Looking at the National Insurance cut in isolation, however, the latest reduction amounts to an extra £248.60 a year for someone earning £25,000 and an almost £450-a-year boost for someone on £35,000. Those on £50,000 will get an extra £748.60. Around 29 million workers will benefit from the change.

Mandatory ‘class 2’ contributions – currently £3.45 a week – will also be ditched from April 6. However, those earning less than £6,725 a year can still opt to pay class 2 NICs to secure certain benefits, such as the state pension.

Lifetime Allowance Abolition

Firstly, what was the lifetime allowance? Well, it was the maximum amount you could draw from your pension without paying extra tax, which included a component of being able to receive up to 25% tax free. The lifetime allowance stood at £1,073,100, but the charge for breaching this was removed last year, with the allowance to be abolished altogether from the 2024/25 tax year.

Its abolishment was a surprise to many and was criticised as being a policy that only benefited the very rich. Its removal, however, does not mean we won’t have any rules in place as two new allowances are coming in: the lump sum allowance and the lump sum and death benefit allowance.
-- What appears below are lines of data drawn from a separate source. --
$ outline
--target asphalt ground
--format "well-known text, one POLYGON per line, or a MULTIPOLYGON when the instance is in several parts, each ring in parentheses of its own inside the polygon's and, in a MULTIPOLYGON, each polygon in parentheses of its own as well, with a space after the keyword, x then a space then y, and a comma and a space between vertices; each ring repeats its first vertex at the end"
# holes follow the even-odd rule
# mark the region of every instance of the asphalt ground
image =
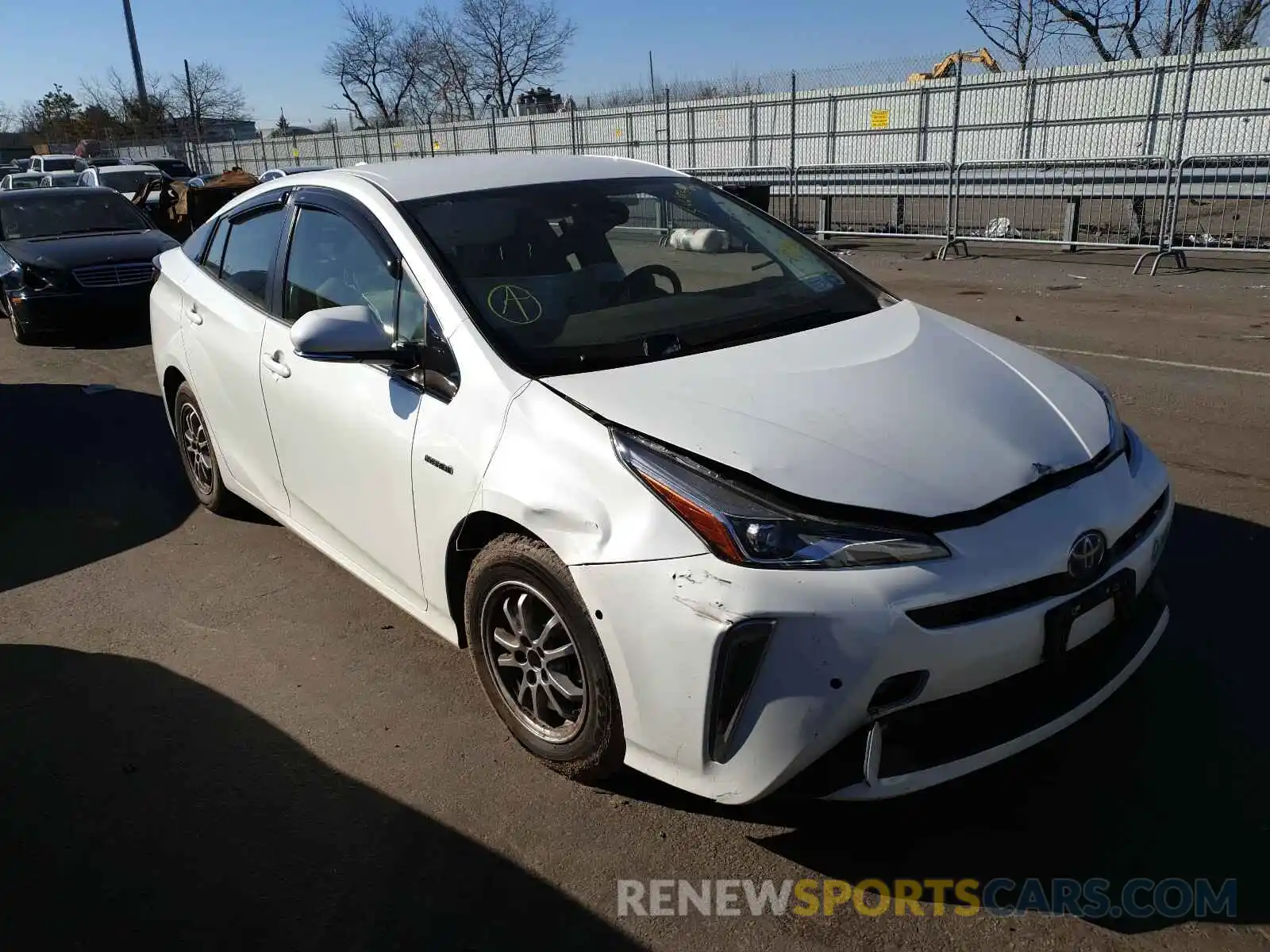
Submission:
POLYGON ((1173 622, 1106 704, 876 805, 723 809, 634 774, 575 786, 508 739, 465 652, 268 519, 196 509, 144 331, 5 335, 4 944, 1270 946, 1270 258, 1193 255, 1218 270, 1147 278, 1124 253, 850 250, 898 293, 1100 374, 1167 462, 1173 622), (617 916, 618 880, 805 877, 1097 877, 1113 895, 1234 878, 1237 904, 1218 920, 851 902, 617 916))

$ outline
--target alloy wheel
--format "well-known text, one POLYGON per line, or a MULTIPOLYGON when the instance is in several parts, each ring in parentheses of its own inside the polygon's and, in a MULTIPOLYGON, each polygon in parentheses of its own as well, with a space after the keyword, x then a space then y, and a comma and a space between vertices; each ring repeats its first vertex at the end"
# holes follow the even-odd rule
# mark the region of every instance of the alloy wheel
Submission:
POLYGON ((180 406, 180 451, 189 463, 189 475, 198 491, 204 496, 211 495, 213 489, 212 479, 212 443, 207 437, 207 426, 198 414, 198 407, 193 404, 180 406))
POLYGON ((508 710, 542 740, 573 740, 589 692, 560 611, 537 589, 503 581, 485 597, 480 619, 485 664, 508 710))

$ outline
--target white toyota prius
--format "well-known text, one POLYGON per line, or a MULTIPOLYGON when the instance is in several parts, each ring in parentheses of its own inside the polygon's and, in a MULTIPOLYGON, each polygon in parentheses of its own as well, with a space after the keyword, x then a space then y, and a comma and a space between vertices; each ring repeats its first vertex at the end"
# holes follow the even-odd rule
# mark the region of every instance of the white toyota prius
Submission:
POLYGON ((556 770, 876 798, 1088 713, 1168 621, 1097 380, 601 156, 235 198, 156 259, 189 482, 442 637, 556 770))

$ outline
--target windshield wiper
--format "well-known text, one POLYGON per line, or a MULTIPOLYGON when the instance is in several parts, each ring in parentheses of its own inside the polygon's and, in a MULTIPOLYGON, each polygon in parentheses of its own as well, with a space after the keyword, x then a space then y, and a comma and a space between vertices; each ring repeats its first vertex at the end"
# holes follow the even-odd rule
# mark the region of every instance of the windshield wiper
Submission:
POLYGON ((124 231, 145 231, 145 228, 137 227, 136 225, 130 225, 130 226, 98 225, 94 228, 76 228, 75 231, 61 231, 56 235, 48 235, 48 237, 66 237, 67 235, 104 235, 107 232, 121 234, 124 231))
POLYGON ((798 325, 808 320, 828 317, 828 316, 855 317, 856 315, 847 311, 839 312, 832 307, 809 307, 806 310, 798 311, 795 314, 787 314, 782 317, 777 317, 776 320, 763 321, 761 324, 744 327, 742 330, 735 330, 730 334, 720 334, 718 336, 712 336, 706 340, 696 341, 692 349, 697 350, 704 348, 714 348, 719 347, 720 344, 738 344, 749 339, 758 340, 762 338, 773 336, 775 334, 787 333, 789 330, 791 330, 790 325, 798 325))

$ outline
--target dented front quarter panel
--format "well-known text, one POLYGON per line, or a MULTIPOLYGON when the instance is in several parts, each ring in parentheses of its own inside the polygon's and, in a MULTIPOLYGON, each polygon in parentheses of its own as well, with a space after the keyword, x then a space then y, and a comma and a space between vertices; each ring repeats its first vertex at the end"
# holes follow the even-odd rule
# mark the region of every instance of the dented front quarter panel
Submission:
POLYGON ((608 428, 541 383, 512 401, 474 509, 519 523, 566 565, 706 551, 617 458, 608 428))

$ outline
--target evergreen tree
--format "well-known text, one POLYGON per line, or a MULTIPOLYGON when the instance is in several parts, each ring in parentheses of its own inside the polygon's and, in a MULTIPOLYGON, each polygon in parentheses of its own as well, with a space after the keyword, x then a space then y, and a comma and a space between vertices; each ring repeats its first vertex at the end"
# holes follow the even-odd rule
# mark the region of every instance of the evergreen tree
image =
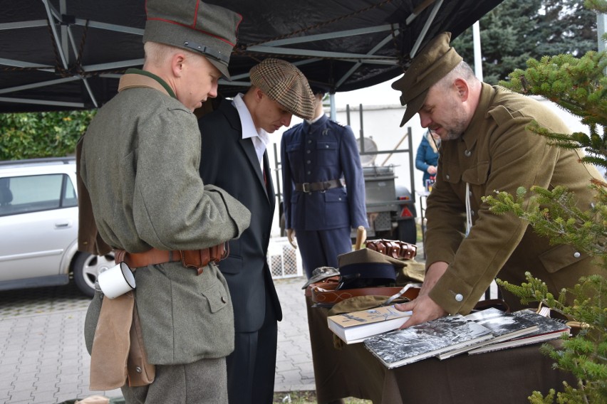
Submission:
MULTIPOLYGON (((607 0, 585 4, 598 11, 607 12, 607 0)), ((554 12, 546 9, 547 14, 556 16, 554 12)), ((567 26, 574 26, 568 23, 567 26)), ((563 36, 568 36, 566 32, 563 36)), ((607 166, 607 78, 604 74, 607 53, 591 51, 580 58, 571 53, 574 52, 544 56, 540 60, 530 59, 526 70, 516 70, 509 75, 509 81, 500 84, 523 94, 544 96, 581 117, 588 127, 589 136, 582 132, 551 133, 536 123, 527 129, 549 137, 559 147, 584 148, 587 156, 581 163, 607 166)), ((607 403, 607 280, 604 273, 607 269, 607 184, 595 180, 588 186, 596 191, 596 202, 586 211, 576 207, 575 195, 562 186, 551 190, 521 188, 516 196, 502 192, 484 198, 494 213, 514 213, 551 243, 574 245, 593 257, 603 269, 601 275, 583 277, 559 296, 548 292, 546 285, 529 272, 527 282, 522 285, 498 280, 499 285, 521 297, 523 304, 540 302, 579 326, 572 338, 564 339, 562 349, 542 346, 542 351, 556 361, 557 367, 570 371, 578 380, 575 386, 564 382, 564 393, 556 394, 559 403, 607 403), (565 303, 567 295, 574 297, 571 306, 565 303)), ((529 398, 534 404, 552 403, 554 399, 554 390, 545 397, 534 392, 529 398)))

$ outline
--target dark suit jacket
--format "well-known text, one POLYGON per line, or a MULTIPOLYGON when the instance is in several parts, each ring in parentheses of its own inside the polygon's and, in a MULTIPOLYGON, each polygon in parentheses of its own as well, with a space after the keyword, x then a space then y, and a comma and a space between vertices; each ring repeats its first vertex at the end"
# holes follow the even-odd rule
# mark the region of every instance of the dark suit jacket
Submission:
POLYGON ((242 139, 238 111, 227 100, 198 121, 202 136, 200 175, 204 184, 224 188, 251 211, 251 225, 229 242, 229 256, 219 270, 229 287, 237 332, 257 331, 269 294, 279 321, 282 311, 266 259, 276 206, 267 154, 267 188, 251 139, 242 139), (267 189, 267 191, 266 191, 267 189))

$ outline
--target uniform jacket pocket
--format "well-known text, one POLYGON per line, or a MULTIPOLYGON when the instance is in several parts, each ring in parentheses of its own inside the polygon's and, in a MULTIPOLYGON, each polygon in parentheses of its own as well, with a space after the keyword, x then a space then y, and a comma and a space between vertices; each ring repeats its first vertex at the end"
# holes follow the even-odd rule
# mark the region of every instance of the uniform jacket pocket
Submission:
POLYGON ((587 257, 571 245, 561 244, 540 254, 539 260, 546 271, 554 273, 587 257))

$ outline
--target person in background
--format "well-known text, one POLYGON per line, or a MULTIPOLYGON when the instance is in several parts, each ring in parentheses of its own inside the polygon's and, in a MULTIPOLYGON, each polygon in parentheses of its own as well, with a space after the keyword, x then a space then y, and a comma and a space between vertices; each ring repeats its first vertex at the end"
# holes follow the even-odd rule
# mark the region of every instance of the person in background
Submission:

Graphic image indicating a policy change for the 2024/25 Tax Year. It shows the words 'Lifetime Allowance £1,073,100' crossed out in red with a large, bold caption below reading 'ABOLISHED'

From April 6th 2024, an individual’s lump sum allowance will now be £268,275 (25% of the previous lifetime allowance). This is the amount that can be taken out of a pension tax free.

If an individual dies before 75, the lump sum and death benefit allowance up to £1,073,100 can be paid tax free to their beneficiaries, equivalent to the old lifetime allowance.

There are no changes to how death benefits are taxed where a death occurs after the age of 75. In this instance beneficiaries will be taxed at their marginal rates of income tax whether or not benefits are captured as a lump sum, inherited drawdown, or used to purchase an annuity.

One more allowance is also being introduced: the overseas transfer allowance, which covers transfers to qualifying recognised overseas pension schemes. This is also set at the level of the old lifetime allowance – £1,073,100.

State Pension Increase: Maintaining the Triple Lock

The amount you’ll get from the state pension will rise on April 6th 2024. The reason for this is because the government has pledged to keep hold of the ‘triple lock’, which each year guarantees that the state pension will rise by the highest of one of three measures: average earnings; inflation, as measured by the consumer prices index; or 2.5%.

As a result of keeping the triple-lock, which is widely viewed as an attempt by the government to secure the older vote, the state pension will rise by 8.5%. The triple lock was ushered in by the Conservative-Liberal Democrat coalition government in 2010 but was suspended for one year during the Covid epidemic as the figures for average earnings became distorted.

Image detailing updates to state pensions for the 2024/25 Tax Year. It lists an increase in the New State Pension from £203.85 to £221.20 and an increase in the Basic State Pension from £156.20 to £169.50, with the new amounts highlighted in pink.

The latest increase means that those qualifying for a full new state pension will now get £221.20 a week (up from £203.85), while those who reached state pension age before April 2016, and who receive the older basic State Pension, will now get £169.50. This is up from £156.20. More than 12 million people currently get the state pension.

The state pension age rose to 66 by 2020 and is due to increase to 67 between 2026 and 2028.

Summary: A Mixed Bag of Financial Changes

Depending on who you are, the national insurance cuts, the state pension increase and the abolition of the lifetime allowance will come as welcome news. But, while the government has given with one hand, the fact that income tax thresholds have been frozen at their current levels means the chancellor will be taking away with the other.

With the election looming, these financial adjustments will no doubt play a crucial role in shaping voter sentiment and the broader economic landscape. By understanding these shifts, voters can make informed decisions, considering not just the immediate benefits but the long-term impacts on their financial well-being.